Les investisseurs sérieux devraient s’inspirer des investisseurs institutionnels qui, depuis des années, on adhérés à des principes de diversification mis en évidence dans la « Théorie Moderne de Portefeuille ». Cette théorie sera expliquée en détail les pages suivantes. Brièvement, cette Théorie Moderne de Portefeuille dit que si l’on désire augmenter les performances, et réduire le risque d’un portefeuille, il faudrait combiner des investissements dont les fluctuations ne sont pas corrélées les unes aux autres. En de simples termes, un portefeuille diversifié aux composants non corrélés peut offrir le meilleur rendement au niveau de risque le plus faible ! Les Managed Futures est un actif idéal pour décoreller son portefeuille. Cependant le risque de pertes avec des options ou des futures peut être substantiel. Un investisseur pourrait même potentiellement perdre son montant investi.

L’augmentation de performance et la réduction de risque, résultant de la diversification des avoirs dans un portefeuille explique largement pourquoi les investisseurs institutionnels adhèrent à la Théorie Moderne du Portefeuille. Nous pourrions penser que si la Théorie Moderne de Portefeuille fonctionne pour les clients institutionnels et les personnes exceptionnellement bien nanties, elle devrait aussi être appropriée pour une gamme plus étendue d’investisseurs initiés. Cependant, des sondages révèlent que à la question : Qu’avez-vous dans vos portefeuilles qui pourrait potentiellement s’apprécier si les reste de votre portefeuille baisse de valeur, la réponse fut stupéfiante, la majorité des investisseurs n’avaient pas de véhicule financier qui potentiellement combattait la sous performance des investissements traditionnels.

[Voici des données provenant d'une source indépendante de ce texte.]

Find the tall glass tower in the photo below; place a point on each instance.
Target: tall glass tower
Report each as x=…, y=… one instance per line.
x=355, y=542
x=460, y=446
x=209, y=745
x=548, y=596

Le père de la Théorie Moderne de Portefeuille, le professeur Harry Markowitz, mettait en garde les investisseurs en 1959 que détenir des avoirs dont le prix évolue ensemble les uns avec les autres, ne diversifie pas le risque. Le Dr Markowitz concluait qu’un portefeuille diversifié composé d’actifs non corrélés offrait, pour un risque inférieur, un rendement supérieur. Les recherches de Harry Markowitz furent de telle importance que il reçu le Prix Nobel pour son travail en 1990. Depuis, une quantité de recherches importantes ont été faites dans le même sens. Nous en parlerons dans les pages ultérieures.

Nous sommes stupéfaits de voir combien d’investisseurs ignorent les bases de la Théorie Moderne de Portefeuille et continuent à se concentrer sur des investissements en actions malgré les pertes subies. N’est-ce pas logique de chercher le meilleur rendement possible pour le risque le plus faible pour son portefeuille ?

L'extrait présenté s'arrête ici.